Penyelesaian Di Luar Pengadilan (Non Litigasi)

Penyelesaian Di Luar Pengadilan (Non Litigasi)

Tujuan diaturnya penyelesaian sengketa di luar pengadilan adalah untuk melindungi hak keperdataan para pihak yang bersengketa dengan cepat dan efisien. Hal mana mengingat penyelesaian sengketa melalui jalur litigasi cenderung membutuhkan waktu lama dan biaya yang relatif tidak sedikit. Hal ini disebabkan proses penyelesaian sengketa lambat, biaya beracara di pengadilan mahal, pengadilan dianggap kurang responsif dalam penyelesaian perkara, sehingga putusan sering tidak mampu menyelesaikan masalah dan penumpukan perkara ditingkat Mahkamah Agung yang tidak terselesaikan.

Sementara itu, dalam persidangan perdata di Indonesia, kapan perkara dapat terselesaikan secara normatif tidak ada aturan hukum yang jelas, sehingga bagi yang beritikad buruk akan semakin lama menikmati sesuatu kebendaan yang bukan miliknya, sebaliknya yang beritikad baik akan semakin menderita kerugian oleh karena suatu sistem yang tidak berjalan sebagaimana mestinya.

Selain itu terkait dengan beban pembuktian dalam proses penyelesaian melalui litigasi merupakan kewajiban penggugat sebagaimana dijelaskan diatas, padahal dalam kasus pencemaran lingkungan, korban pada umumnya awam soal hukum dan seringkali berada pada posisi ekonomi lemah.

Dasar hukum penyelesaian sengketa di luar pengadilan, bagi bangsa Indonesia telah ada sebelum kita merdeka. Dalam Peraturan yang dibuat oleh pemerintah Belanda yang bernama Reglement of de Burgerlijik Rechtsvordering (RV). Ketentuan ini tetap berlaku sebelum ada peraturan yang baru, sebab peraturan Undang-Undang Dasar 1945 tetap mengakui keberadaannya sebelum diganti oleh peraturan yang baru.

Perkembangan yang terjadi setelah Reglement of de Burgerlijik Rechtsvordering (RV), pemerintah Indonesia telah meratifikasi beberapa konvensi Internasional, seperti konvensi Washington dengan Undang-undang nomor 5 Tahun 1968, Konvensi New York diratifikasi dalam Keppres Nomor 34 Tahun 1981.
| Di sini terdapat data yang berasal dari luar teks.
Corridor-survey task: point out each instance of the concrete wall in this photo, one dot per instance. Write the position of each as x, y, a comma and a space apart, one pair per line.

Setelah Indonesia merdeka, penyelesaian sengketa di luar pengadilan tetap diakui keberadaannya oleh pemerintah dengan memasukkannya dalam salah satu pasal Undang-undang Nomor 14 Tahun 1970 tentang Ketentuan-ketentuan Pokok Kekuasaan  Kehakiman. Dalam penjelasan pasal 3 Undang-undang Nomor 4 Tahun 1970 tersebut, dinyatakan penyelesaian perkara di luar pengadilan, atas dasar perdamaian atau melalui wasit (arbitrase), tetap diperbolehkan. Selain itu penyelesaian perkara di luar pengadilan juga diatur dalam pasal 14 ayat (2) Undang –undang Nomor 14 Tahun 1970 yang menyatakan bahwa, ketentuan dalam ayat (1) tidak menutup kemungkinan untuk usaha penyelesaian sengketa perkara secara perdamaian.
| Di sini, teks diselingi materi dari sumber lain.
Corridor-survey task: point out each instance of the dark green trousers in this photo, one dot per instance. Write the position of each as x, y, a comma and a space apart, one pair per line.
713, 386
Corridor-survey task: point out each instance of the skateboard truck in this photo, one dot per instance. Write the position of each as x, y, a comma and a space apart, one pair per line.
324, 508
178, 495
Pemerintah sepenuhnya dalam menindaklanjuti ketentuan dalam pasal 3 dan 14 Undang-undang Nomor 14 Tahun 1970 tersebut, maka pemerintah mendirikan Badan Arbitrase Nasional Indonesia (BANI). Pemerintah pada tahun 1999 mengundangkan Undang-undang Nomor 30 Tahun 1999 tentang Arbitrase dan Alternatif penyelesaian sengketa. Dalam pasal 2 Undang-undang Nomor 30 Tahun 1999 dinyatakan bahwa, penyelesaian sengketa atau beda pendapat antar para pihak dalam suatu hubungan hukum tertentu yang telah mengadakan perjanjian arbitrase secara tegas menyatakan sengketa atau beda pendapat yang timbul atau yang mungkin timbul dari hubungan hukum tersebut akan  diselesaikan dengan cara arbitrase atau melalui alternative penyelesaian sengketa.